Ja naprawdę szanuję umiejętności osób łowiących na komercjach, startujących tam w zawodach, wygrywających je...
Tylko jest spora różnica w holowaniu ryb zawodniczych w zbiorniku o płaskim dnie, a łowieniu w miejscach gdzie po bokach mamy daleko w wodę trzcinowiska, jakieś zatopione drzewo, górki i dołki z kamieniami, racicznicami na dnie...
Tu nie ma miękkiej gry jak weźmie karp 5-10 kilo, czy jeszcze większy. Nie ma magicznych umiejętności manewrowania wędką, by ryba grzecznie szła tam, gdzie chcemy.
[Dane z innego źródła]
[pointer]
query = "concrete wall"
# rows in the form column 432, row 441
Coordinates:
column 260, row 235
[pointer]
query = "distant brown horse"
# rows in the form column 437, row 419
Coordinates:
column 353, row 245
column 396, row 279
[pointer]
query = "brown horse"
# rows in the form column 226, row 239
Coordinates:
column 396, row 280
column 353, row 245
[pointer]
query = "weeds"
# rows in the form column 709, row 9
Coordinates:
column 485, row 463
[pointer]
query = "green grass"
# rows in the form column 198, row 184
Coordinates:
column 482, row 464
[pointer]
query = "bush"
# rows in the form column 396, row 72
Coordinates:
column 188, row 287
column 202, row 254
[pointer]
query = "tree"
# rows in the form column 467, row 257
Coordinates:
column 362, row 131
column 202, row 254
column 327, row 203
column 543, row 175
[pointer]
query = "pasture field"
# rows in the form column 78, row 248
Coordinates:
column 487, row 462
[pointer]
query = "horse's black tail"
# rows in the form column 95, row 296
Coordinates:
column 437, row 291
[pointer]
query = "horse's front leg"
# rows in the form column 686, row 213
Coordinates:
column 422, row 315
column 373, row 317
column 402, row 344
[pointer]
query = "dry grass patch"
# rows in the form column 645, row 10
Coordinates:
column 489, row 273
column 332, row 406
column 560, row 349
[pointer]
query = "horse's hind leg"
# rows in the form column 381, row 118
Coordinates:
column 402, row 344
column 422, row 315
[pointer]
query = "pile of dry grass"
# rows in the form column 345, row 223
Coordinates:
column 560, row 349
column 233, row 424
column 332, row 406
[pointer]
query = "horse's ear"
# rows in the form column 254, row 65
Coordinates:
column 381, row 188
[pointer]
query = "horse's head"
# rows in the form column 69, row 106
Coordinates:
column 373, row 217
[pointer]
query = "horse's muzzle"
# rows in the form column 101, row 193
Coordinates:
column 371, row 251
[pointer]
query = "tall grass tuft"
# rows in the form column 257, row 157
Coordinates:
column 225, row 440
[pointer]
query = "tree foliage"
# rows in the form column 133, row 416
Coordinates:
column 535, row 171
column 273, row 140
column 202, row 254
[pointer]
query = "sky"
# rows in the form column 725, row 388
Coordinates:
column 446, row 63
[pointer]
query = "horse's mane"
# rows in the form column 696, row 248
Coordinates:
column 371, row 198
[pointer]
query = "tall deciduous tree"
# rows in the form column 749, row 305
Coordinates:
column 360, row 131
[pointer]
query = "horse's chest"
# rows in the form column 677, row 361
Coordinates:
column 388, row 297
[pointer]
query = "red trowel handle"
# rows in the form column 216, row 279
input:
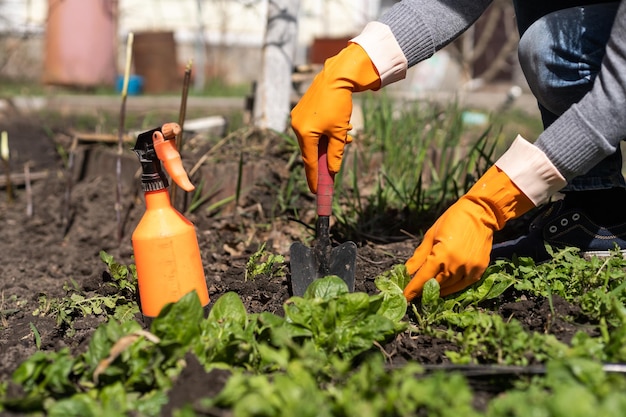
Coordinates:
column 325, row 181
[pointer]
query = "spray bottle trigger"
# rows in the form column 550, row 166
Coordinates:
column 167, row 153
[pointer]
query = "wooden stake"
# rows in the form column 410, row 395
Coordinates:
column 181, row 121
column 120, row 142
column 29, row 192
column 5, row 156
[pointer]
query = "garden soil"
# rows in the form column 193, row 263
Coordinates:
column 54, row 226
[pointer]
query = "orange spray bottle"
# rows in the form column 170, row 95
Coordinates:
column 167, row 255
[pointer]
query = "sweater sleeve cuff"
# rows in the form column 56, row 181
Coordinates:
column 531, row 171
column 384, row 51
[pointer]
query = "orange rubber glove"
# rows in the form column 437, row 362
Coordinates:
column 455, row 250
column 326, row 108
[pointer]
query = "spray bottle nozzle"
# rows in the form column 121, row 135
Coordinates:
column 155, row 146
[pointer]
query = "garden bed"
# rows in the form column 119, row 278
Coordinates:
column 52, row 236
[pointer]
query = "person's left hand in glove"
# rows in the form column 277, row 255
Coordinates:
column 369, row 62
column 455, row 250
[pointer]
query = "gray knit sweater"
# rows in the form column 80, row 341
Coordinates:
column 585, row 134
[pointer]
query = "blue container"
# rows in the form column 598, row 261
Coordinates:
column 135, row 84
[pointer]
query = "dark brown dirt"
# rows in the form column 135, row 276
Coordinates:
column 59, row 242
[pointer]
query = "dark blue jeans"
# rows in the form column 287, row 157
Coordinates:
column 560, row 53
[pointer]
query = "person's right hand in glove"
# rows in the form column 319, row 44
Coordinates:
column 370, row 61
column 455, row 250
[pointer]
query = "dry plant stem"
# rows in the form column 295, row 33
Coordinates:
column 7, row 170
column 29, row 191
column 120, row 142
column 181, row 122
column 67, row 204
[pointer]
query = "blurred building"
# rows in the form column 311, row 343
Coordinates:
column 221, row 37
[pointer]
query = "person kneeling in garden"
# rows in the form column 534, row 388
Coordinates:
column 573, row 54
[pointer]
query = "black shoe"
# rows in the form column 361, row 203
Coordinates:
column 561, row 225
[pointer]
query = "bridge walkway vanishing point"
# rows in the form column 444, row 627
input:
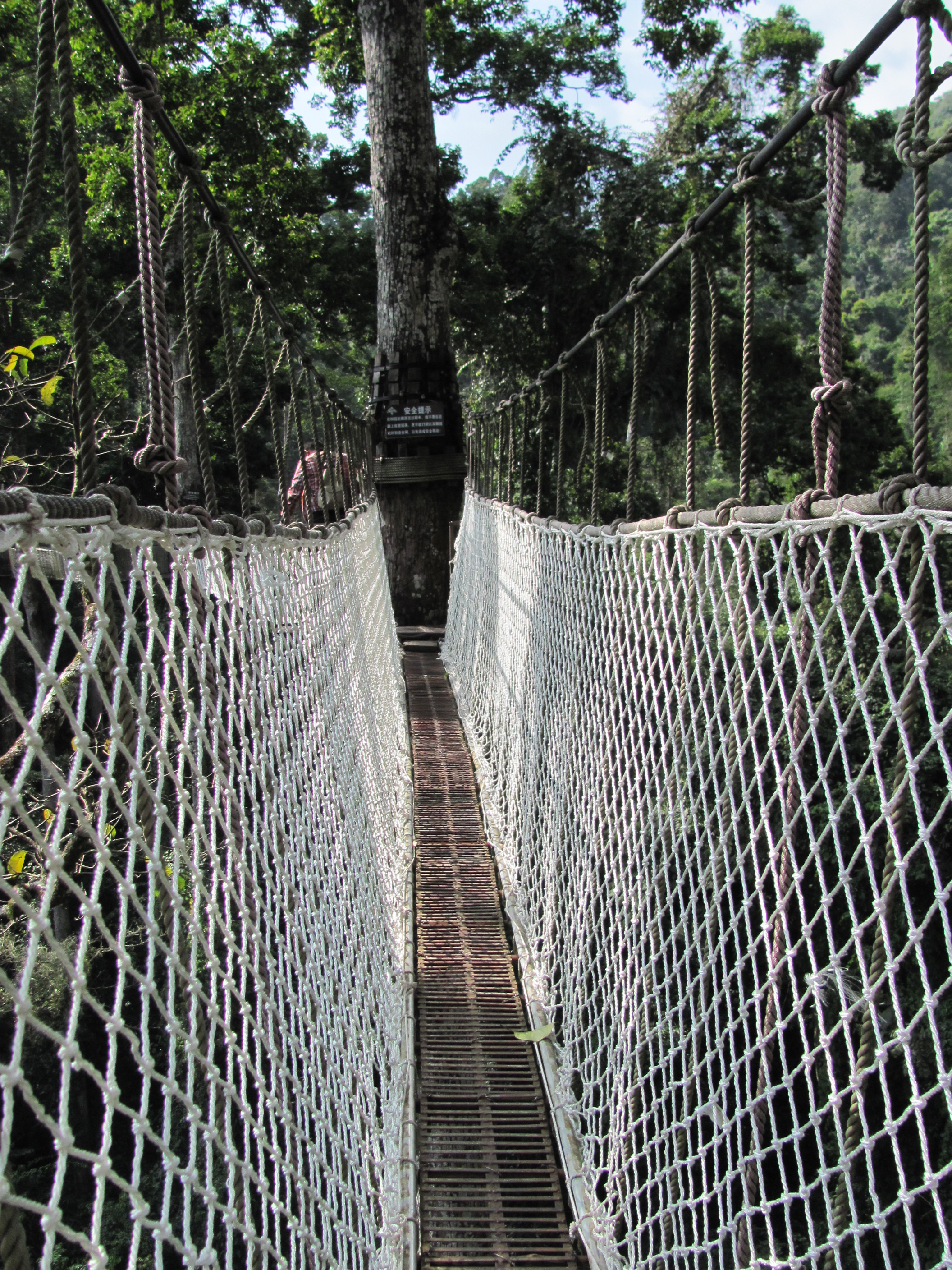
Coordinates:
column 489, row 1185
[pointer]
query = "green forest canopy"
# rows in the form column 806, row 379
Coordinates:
column 539, row 254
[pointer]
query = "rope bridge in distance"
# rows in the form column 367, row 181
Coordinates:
column 714, row 765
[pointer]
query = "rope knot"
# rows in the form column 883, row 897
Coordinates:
column 723, row 512
column 890, row 493
column 801, row 505
column 146, row 93
column 159, row 460
column 833, row 396
column 187, row 167
column 832, row 100
column 235, row 524
column 671, row 516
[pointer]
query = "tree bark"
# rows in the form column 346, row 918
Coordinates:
column 413, row 223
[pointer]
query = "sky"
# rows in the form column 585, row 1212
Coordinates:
column 483, row 136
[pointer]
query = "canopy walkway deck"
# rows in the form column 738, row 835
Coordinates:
column 490, row 1193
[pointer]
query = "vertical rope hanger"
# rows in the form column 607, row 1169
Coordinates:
column 75, row 225
column 829, row 402
column 526, row 416
column 746, row 186
column 310, row 510
column 40, row 136
column 638, row 326
column 560, row 461
column 320, row 449
column 601, row 397
column 158, row 456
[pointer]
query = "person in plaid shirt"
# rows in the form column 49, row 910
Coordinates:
column 314, row 461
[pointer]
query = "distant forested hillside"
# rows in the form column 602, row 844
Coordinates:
column 878, row 295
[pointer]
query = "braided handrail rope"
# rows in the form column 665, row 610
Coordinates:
column 337, row 465
column 188, row 285
column 257, row 318
column 769, row 1031
column 509, row 452
column 693, row 354
column 231, row 366
column 843, row 74
column 87, row 460
column 638, row 328
column 215, row 212
column 307, row 503
column 832, row 398
column 715, row 350
column 40, row 136
column 746, row 186
column 541, row 417
column 560, row 460
column 158, row 455
column 598, row 444
column 272, row 400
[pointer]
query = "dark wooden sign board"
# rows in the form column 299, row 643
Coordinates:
column 413, row 421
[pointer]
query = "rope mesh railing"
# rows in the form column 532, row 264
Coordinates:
column 716, row 764
column 207, row 842
column 714, row 752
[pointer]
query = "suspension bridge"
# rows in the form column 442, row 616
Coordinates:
column 613, row 933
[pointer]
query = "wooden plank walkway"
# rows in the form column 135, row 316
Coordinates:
column 489, row 1184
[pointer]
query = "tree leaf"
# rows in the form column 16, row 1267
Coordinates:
column 539, row 1034
column 46, row 393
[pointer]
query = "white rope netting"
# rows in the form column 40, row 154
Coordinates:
column 206, row 826
column 720, row 782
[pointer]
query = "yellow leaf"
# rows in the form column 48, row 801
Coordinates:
column 46, row 393
column 539, row 1034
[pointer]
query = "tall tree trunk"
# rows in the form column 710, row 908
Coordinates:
column 419, row 480
column 414, row 228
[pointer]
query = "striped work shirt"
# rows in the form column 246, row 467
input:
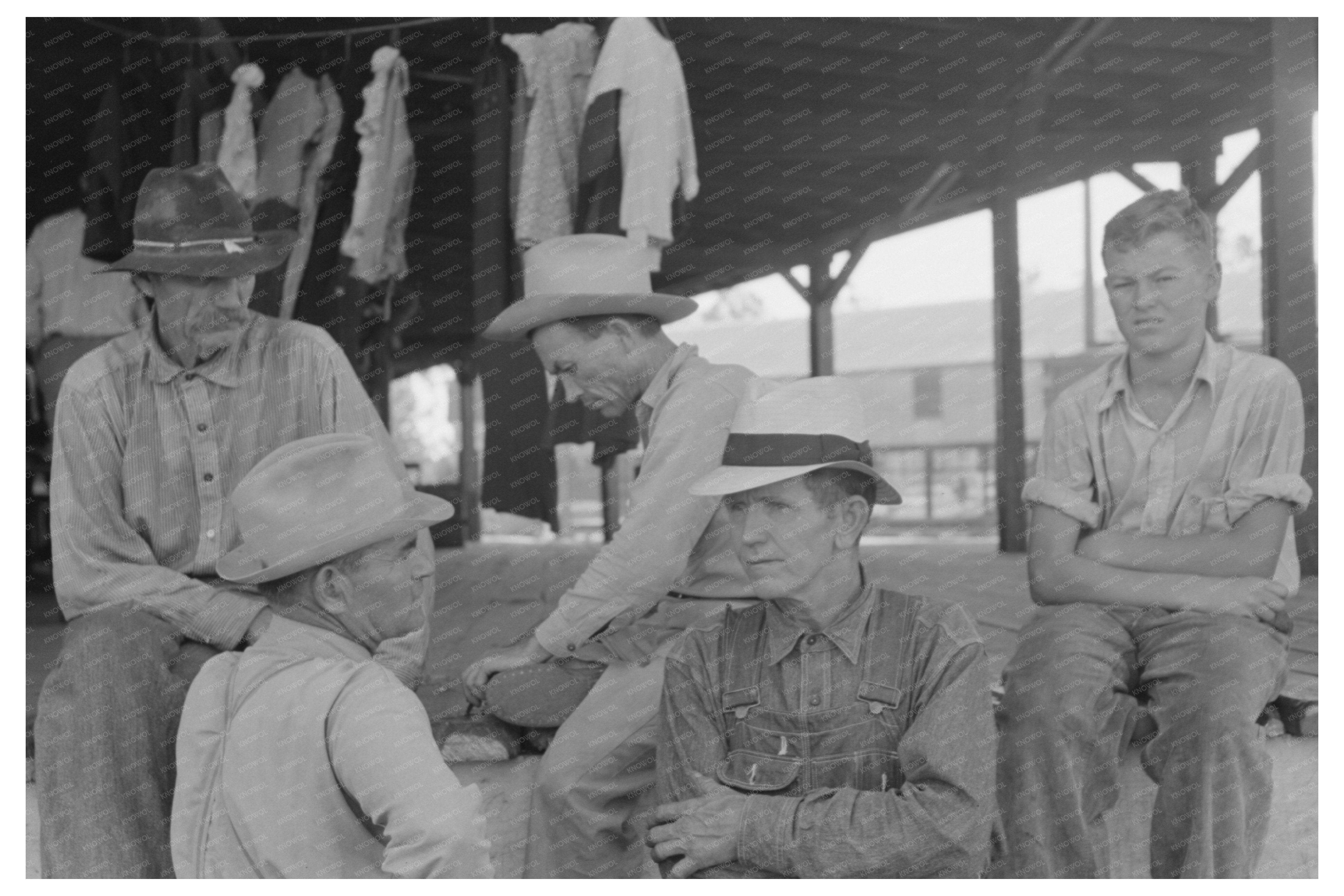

Pierwsze kilkanaście sekund to jest dziki zryw i trzeba ją zatrzymać w miejscu. A potem jak idzie na bok i wiemy, że dalej jest coś pod wodą, to też trzeba ją zatrzymać. A nie umiejętnie popuszczać i wykonywać ruchy wędką niczym Potter różdżką...
Dzikiej ryby, która płynie w znaną sobie zawadę nie powstrzymają żadne manewry. Ona po prostu na pełnej parze tam płynie i albo się ją zatrzyma, albo się zerwie żyłka. Więc na takich łowiskach żyłki typu 0,2 to służą do zabawy z karpikami zarybieniowymi. Bo większe ryby to już jest loteria. Nie popłynie w zawady, wyjmiemy. Popłynie, zestaw urwany.